As a good-but-not-elite team, there are certain teams that the Bears just don't match up well against. Missouri and UNLV obviously spring to mind. A few years ago Oregon State gave Cal fits two years in a row. Arizona's athletes are always a tough draw. Colorado has now held the Bears to two of their four worst offensive outputs in Pac-12 play. And I'm not entirely sure why.
Don't get me wrong. Colorado is a plenty good defensive team, perhaps even the best in the conference. But I watched both games between the Bears and the Buffs, and it's just not clear to me why Cal has looked so bad against Colorado. It's obvious what Missouri and UNLV had that made things tough on Cal. Even OSU made sense because of what the 1-3-1 did to a player like Jerome Randle.
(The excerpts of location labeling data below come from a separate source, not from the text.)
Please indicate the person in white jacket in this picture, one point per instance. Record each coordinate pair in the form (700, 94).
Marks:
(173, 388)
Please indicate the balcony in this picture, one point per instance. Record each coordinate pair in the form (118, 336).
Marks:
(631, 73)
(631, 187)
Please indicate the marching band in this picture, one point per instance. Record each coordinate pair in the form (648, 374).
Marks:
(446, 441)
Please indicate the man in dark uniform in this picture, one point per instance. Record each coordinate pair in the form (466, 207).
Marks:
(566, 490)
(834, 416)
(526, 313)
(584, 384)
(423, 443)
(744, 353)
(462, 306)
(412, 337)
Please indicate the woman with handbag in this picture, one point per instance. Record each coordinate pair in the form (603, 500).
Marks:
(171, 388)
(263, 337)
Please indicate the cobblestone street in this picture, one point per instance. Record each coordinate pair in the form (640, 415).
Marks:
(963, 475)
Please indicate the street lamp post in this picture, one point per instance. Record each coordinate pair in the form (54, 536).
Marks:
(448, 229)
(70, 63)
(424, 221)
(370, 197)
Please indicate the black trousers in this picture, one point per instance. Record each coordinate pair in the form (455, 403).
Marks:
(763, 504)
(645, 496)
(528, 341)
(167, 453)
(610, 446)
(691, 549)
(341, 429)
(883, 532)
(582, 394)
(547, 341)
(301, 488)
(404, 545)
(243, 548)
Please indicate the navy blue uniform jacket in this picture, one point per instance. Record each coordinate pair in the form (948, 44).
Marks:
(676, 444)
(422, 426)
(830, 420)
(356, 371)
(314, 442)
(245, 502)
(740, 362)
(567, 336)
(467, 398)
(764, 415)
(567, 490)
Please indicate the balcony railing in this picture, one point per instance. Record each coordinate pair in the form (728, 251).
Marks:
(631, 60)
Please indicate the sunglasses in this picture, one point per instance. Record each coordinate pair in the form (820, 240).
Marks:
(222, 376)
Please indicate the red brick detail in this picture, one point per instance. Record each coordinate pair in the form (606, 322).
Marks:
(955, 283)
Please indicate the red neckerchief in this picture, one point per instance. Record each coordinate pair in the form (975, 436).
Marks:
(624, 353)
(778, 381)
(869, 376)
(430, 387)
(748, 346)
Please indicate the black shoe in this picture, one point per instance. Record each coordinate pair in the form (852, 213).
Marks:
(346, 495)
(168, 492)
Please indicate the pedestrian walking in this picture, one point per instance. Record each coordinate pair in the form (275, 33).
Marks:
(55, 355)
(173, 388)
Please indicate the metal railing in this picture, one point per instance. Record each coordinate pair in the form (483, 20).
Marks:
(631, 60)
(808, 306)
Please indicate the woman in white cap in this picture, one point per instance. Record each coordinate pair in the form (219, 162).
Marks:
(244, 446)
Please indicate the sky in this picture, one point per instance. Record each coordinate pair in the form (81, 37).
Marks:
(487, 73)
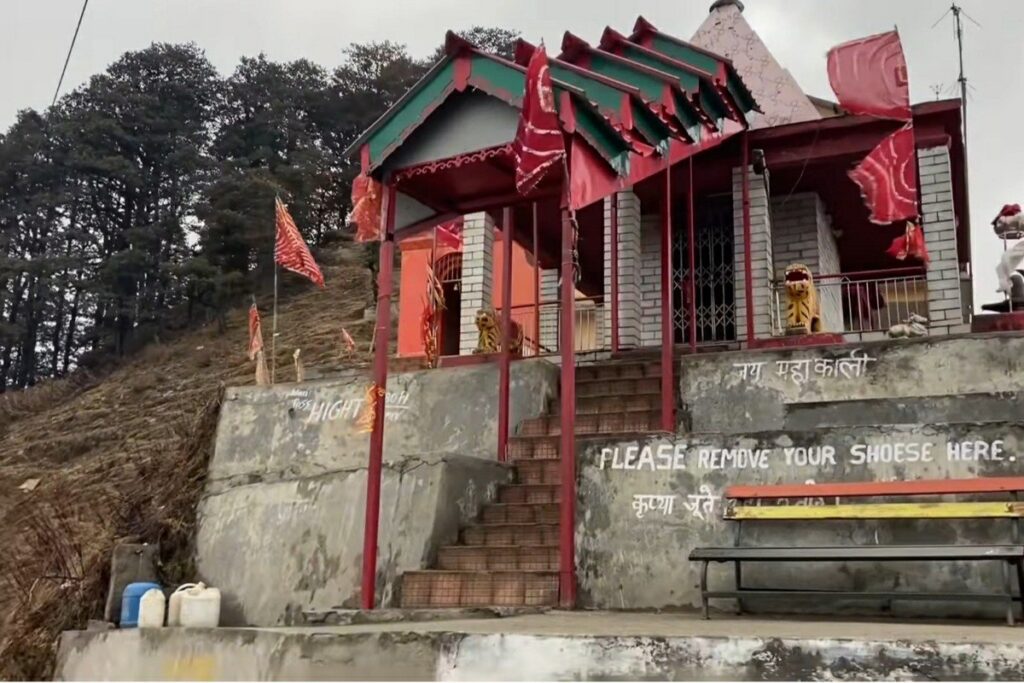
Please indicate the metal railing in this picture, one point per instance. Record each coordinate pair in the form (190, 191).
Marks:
(862, 301)
(542, 326)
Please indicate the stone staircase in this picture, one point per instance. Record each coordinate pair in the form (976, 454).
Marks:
(510, 556)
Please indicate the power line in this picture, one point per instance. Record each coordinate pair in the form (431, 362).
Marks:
(70, 49)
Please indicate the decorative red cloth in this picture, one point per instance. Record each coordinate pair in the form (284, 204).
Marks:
(255, 333)
(869, 76)
(911, 244)
(888, 178)
(290, 250)
(539, 145)
(367, 195)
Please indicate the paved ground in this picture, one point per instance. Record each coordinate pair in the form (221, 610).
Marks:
(687, 624)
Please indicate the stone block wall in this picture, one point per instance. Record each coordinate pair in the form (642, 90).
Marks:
(477, 275)
(945, 308)
(761, 255)
(802, 233)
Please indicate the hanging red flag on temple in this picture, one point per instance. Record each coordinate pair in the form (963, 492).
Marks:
(290, 249)
(539, 145)
(869, 77)
(367, 195)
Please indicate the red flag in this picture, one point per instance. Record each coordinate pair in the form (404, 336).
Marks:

So what is it that the Buffs do that basically nobody else in the conference can do? Andre Roberson is the only player on the roster that has the type of overwhelming athleticism that can give Cal trouble. Is there some skill or talent that Colorado has that gives Cal trouble, or is it just random chance that Cal had two awful offensive games against them?
In the game thread I said that my only theory was that, unlike basically every other team in the conference, Colorado doesn't make mistakes on defense. I think it might be just as simple as that. Think about it for a little - what other teams in the conference play even decent defense? There's Arizona, Washington if they play man-to-man . . . maybe Stanford. And after that? UCLA is statistically the best defense in the conference. That's the UCLA team that let Robert Thurman score a collective 18 points on 8-11 shooting, that Cal shot somewhere around a collective 60% in two games. I don't like constantly talking about how bad the Pac-12. God knows it's gotten annoying watching every member of the national media bring it up in every article. But I think the answer to the riddle is that Cal is a team that feasts off of defensive mistakes and Colorado is one of three or four teams in the conference that plays consistently sound defense.
That isn't to say that Cal didn't also play below their own ability level. But Colorado doesn't break down defensively at the first sign of dribble penetration. They know how to deal with basic ball screens. They don't randomly lose defenders, they don't gamble for steals, they don't give you anything easy inside and they always get the defensive rebound. Or, at least, they do against us. I'd certainly like to know if that type of defense has been typical of the Buffs throughout the Pac-12 schedule.
Based on the type of shots Cal created, our best chance was to get crazy hot from three. And briefly, it looked like that might actually work. Crabbe, Cobbs and even Harper Kamp all hit three pointers in a flurry about midway through the 2nd half. With Cal down five Crabbe launched one that looked good the whole way before rattling around the rim and popping back up. Colorado went on an 11-2 run that clinched the game.
Hooray, we took more free throws! Boo everything else! I'm not going to look it up, but I suspect that's the biggest negative gap in rebounding percentage Cal has suffered this season. Insert Richard Solomon lament here. We're lucky that this is a relatively down year for Pac-12 post players. As it turns out Colorado is one of the few teams that has a player to really exploit Solomon's absence. Hope we don't draw Colorado in the Pac-12 tournament.
Beyond my 'Colorado doesn't make mistakes on defense' theory, my other explanation is a simple one: Roberson. If you're looking for the #1 reason Colorado won, I'd start with Andre Roberson generally, and his 15 rebounds specifically. Cal is a guard oriented team in the sense that penetration and passing from our guards makes the offense go. But Cal depends on controlling the paint - only six teams in the country attempt less three pointers as a percentage of all shots taken. Our guards get to the paint and score, or they get into the paint and pass, or they pass the ball directly into the paint. Andre Roberson was a huge part in stopping any of that from happening by playing great on the ball defense, great help defense, and by rebounding everything else.
So, this loss hurt. But it is worth pointing out that of Cal's four conference losses, this is easily the most understandable. Losing to Arizona isn't a huge surprise, but it was a home game, and losing to OSU and WSU is significantly more frustrating than losing to a solid Buff team at altitude. The pain comes from the timing, and from the fact that Washington is threatening to defy every expectation and assumption out of the water by finishing the season with a Pac-12 record of 15-3.
I can promise you this: the race for the conference title isn't over yet. Just think how much better we'll all feel after beating up on a demoralized Stanford squad next Sunday. And if the Bruins do something useful for the first time in ever, maybe the Bears can do it with something bigger on the line.